# Welch's Red



## AXIOM (Mar 3, 2019)

Lots of my wine making is in the area of Country wines. From time to time I will do one via a concentrate. But I don't like using the per-measured, and higher quality concentrates obtained from wine making suppliers because they are sort of boring and not much of a challenge. I would rather use cheap, and inferior concentrates, obtained from the local grocery store and coax them into producing a good wine. This recipe is for a small 5 gallon experimental batch...

This particular recipe uses Welch's red grape concentrate in the small 11.5 ounce cans. The batch size (must) is slightly over 5 Gallon (5 Gallons + 1 Quart) as I usually make slightly more than I need for "topping up" purposes and for testing purposes. I also usually use invert sugar for both my "must" and my yeast starters but since this is an experimental batch that I do not intend to age very long, I used plain Sucrose (white table sugar).

My apologies for not tracking the added sugar amount but I never do as I never record my sugar additions... I usually use invert sugar and so I usually know exactly how much I use, but in this case, I simply added the sugar in small amounts without measuring it out.... I know it was somewhere around 4 pounds of sugar that I added but it wasn't measured out (precisely anyway). But I will list the SG below so that anyone who may use this recipe can add the correct amount of sucrose....


*INGREDIENTS:*

12 cans of welch's red grape concentrate (11.5 OZ. cans)
3 pounds of red, dried, California raisins
4 level teaspoons of bentonite
5 level teaspoons of yeast nutrient
2 and 1/2 teaspoons of powdered yeast energizer
2 and 1/2 level teaspoons of pectic enzyme
1 and 2/3 teaspoons of powdered grape tannin
1 packet (5 gram) of Red Star "premium cuvee" yeast


*NOTES:*

I have performed many experiments through the years using inexpensive concentrates and they work great provided that a person uses them with the correct water/concentrate proportions. Otherwise, they don't work too great... Too many recipe's I see on the web use a very small amount of concentrates (about 2 cans per Gallon) in their batches and this produces a highly inferior wine... The wine will be diluted, lacking flavor and aroma, and will be quite flabby.... So a large part in making quality wines from the cheap concentrates is to not skimp on the amount of concentrates to use in the must... Adding something to help provide a heavier body also helps, and this is the reason for the inclusion of the raisins in this experimental recipe... No acidic adjustments were required for this recipe due to the added raisins and larger amount of concentrates... So, no specific acids were added nor was there a need to reduce acidity... Also, no metabisulfites were added to the must due to the fact that the raisins were simmered at high heat, plus the use of canned concentrates do not usually require sulfiting.
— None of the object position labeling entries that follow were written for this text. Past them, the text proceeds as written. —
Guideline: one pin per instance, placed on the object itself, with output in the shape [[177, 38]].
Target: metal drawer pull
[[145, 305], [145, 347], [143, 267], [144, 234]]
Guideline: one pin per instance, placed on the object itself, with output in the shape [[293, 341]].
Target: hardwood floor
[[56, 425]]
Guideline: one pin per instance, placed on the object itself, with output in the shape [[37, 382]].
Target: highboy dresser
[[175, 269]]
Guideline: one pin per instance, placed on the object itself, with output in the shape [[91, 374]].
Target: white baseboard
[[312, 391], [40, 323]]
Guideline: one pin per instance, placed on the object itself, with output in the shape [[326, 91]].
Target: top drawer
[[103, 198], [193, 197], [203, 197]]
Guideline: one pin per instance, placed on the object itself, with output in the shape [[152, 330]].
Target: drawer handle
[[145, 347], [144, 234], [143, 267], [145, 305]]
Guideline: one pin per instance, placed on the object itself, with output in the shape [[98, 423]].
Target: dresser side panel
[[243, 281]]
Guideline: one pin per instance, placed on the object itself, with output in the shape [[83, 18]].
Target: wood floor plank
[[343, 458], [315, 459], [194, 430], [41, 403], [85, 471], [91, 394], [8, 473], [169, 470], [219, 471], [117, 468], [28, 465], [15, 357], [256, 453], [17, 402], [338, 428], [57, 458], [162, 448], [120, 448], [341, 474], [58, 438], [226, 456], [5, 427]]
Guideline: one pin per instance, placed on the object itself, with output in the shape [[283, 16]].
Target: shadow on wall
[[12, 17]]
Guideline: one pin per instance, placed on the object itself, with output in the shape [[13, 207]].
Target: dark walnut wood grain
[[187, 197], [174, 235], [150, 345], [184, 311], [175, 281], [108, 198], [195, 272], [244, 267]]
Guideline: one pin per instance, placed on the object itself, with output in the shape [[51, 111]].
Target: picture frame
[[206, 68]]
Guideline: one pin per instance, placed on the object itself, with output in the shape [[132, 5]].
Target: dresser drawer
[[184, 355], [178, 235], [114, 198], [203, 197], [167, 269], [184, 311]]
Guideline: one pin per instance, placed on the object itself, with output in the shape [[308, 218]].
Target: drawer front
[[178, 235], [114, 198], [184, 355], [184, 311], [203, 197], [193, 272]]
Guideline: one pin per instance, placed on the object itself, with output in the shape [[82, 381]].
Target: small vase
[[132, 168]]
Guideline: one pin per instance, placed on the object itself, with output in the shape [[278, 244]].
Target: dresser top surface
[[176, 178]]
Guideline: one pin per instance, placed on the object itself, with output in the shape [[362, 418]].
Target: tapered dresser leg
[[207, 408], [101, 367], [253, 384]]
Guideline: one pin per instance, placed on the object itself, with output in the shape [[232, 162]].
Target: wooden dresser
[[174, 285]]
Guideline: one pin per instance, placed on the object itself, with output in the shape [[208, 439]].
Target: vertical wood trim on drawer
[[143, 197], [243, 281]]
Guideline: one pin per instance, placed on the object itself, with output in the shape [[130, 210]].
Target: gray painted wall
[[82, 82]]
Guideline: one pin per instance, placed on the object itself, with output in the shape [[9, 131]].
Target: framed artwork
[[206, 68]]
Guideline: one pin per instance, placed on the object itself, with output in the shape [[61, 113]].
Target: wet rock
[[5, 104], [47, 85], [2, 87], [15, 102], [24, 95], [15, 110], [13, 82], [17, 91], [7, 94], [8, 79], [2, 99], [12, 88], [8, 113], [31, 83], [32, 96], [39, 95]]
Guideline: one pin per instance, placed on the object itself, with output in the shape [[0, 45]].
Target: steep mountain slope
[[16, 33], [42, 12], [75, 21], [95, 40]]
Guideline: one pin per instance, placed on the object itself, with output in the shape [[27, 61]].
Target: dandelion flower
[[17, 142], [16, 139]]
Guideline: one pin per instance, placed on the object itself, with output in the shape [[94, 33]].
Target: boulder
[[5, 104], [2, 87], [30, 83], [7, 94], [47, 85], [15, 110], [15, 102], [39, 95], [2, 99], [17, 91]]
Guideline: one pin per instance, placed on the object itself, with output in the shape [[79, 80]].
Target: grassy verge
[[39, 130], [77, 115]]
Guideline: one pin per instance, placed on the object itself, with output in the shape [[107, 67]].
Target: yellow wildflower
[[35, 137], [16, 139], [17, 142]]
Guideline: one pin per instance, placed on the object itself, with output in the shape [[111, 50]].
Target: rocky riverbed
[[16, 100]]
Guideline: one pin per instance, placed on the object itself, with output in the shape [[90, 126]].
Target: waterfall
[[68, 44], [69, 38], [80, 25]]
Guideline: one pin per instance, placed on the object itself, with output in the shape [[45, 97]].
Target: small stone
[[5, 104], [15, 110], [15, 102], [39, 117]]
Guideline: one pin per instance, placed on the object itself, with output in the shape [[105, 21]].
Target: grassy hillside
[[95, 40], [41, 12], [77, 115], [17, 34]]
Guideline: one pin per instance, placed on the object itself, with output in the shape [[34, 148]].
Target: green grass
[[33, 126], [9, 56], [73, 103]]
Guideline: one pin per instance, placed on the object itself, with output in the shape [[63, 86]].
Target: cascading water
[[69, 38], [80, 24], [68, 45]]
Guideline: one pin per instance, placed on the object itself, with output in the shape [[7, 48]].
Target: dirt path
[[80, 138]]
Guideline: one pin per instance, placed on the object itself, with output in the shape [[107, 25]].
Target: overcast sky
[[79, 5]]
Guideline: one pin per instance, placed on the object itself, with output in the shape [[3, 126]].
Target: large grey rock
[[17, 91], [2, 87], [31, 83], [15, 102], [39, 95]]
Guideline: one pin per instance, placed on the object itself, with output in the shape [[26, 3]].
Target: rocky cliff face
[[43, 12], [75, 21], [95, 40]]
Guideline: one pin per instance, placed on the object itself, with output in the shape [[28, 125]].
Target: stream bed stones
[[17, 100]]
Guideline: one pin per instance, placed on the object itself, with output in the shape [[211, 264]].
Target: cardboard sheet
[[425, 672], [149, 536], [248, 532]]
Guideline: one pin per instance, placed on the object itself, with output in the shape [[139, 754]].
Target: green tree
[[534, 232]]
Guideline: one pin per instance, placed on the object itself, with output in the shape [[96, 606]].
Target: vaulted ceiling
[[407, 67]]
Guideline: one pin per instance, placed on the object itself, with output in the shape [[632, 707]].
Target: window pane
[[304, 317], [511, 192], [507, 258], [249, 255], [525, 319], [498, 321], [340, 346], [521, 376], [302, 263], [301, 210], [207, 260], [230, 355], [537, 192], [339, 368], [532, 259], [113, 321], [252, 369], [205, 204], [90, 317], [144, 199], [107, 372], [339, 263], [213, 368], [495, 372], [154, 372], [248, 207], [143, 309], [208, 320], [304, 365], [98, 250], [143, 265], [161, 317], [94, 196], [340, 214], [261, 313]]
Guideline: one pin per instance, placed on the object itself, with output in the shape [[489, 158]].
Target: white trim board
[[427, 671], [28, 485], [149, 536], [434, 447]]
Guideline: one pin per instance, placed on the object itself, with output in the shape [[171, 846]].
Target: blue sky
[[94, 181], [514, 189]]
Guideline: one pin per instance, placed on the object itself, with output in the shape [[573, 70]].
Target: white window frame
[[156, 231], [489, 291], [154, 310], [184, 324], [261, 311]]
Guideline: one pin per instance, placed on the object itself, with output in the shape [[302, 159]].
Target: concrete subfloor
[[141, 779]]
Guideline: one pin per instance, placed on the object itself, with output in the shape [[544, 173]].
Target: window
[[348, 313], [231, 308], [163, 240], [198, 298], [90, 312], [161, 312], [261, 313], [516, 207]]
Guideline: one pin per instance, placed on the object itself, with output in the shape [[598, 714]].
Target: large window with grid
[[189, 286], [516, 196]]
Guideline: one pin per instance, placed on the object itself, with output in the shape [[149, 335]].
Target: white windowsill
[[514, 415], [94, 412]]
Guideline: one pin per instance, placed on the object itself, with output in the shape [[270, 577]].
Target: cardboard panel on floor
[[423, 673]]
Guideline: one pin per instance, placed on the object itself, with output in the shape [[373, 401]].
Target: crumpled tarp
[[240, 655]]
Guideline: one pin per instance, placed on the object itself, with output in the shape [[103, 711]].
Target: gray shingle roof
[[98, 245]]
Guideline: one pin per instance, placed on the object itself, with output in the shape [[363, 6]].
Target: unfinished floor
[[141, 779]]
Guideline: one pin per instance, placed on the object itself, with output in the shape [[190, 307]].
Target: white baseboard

Metabisulfite will be added at a later phase...

After adjusting, the initial specific gravity of the must was 1.106 which provides a potential ABV of 14.5%
The initial PH prior to fermentation was 3.42
The initial acid titration before fermentation was .68%

*INSTRUCTIONS:*

Place 3 pounds of raisins into a pot for heating on the stove ... Next, add 1 and 1/2 gallons of water to the raisins and turn the burner on high. Heat until the water almost comes to a boil but not quite.... Reduce the heat so that the water and raisins simmer at a slow pace. Simmer the mixture for about 30 minutes.... After the raisins have simmered, remove the pot from the heat to cool at room temperature... While the raisin/water mixture is cooling, take a potato masher and squish the raisins while they are sitting in the hot water... Some folks use a blender on their raisins but this is not needed here ....

Usually, I am an advocate for fermenting on the fruit in order to extract the largest amount of flavor, color, and aroma, but in this case, there will be plenty of flavor and color from the concentrate... The use of raisins here is to provide extra body for the wine along with just a hint of flavor from the raisins... Since we do not need the color from the raisins, then the raisins will be strained through a fine mesh straining bag and the juice that they were simmered in will be placed into the primary fermenter. The raisins will be discarded.

Next comes the bentonite... I never add bentonite directly to my cold must.... Most types of powdered bentonite that I have ever used require you to "hot mix" them for best results... What I do is to add about an inch of water into a small sauce pan and then place it onto a burner on the stove. Heat the water until it begins to boil, then SLOWLY add the bentonite powder... At the same time, take a whisk and constantly and rapidly stir the bentonite into the water. Let this mixture boil for a few minutes and then add this hot mixture directly into the fermenter.

Next, add all 12, thawed, cans of grape concentrate to the primary fermenter.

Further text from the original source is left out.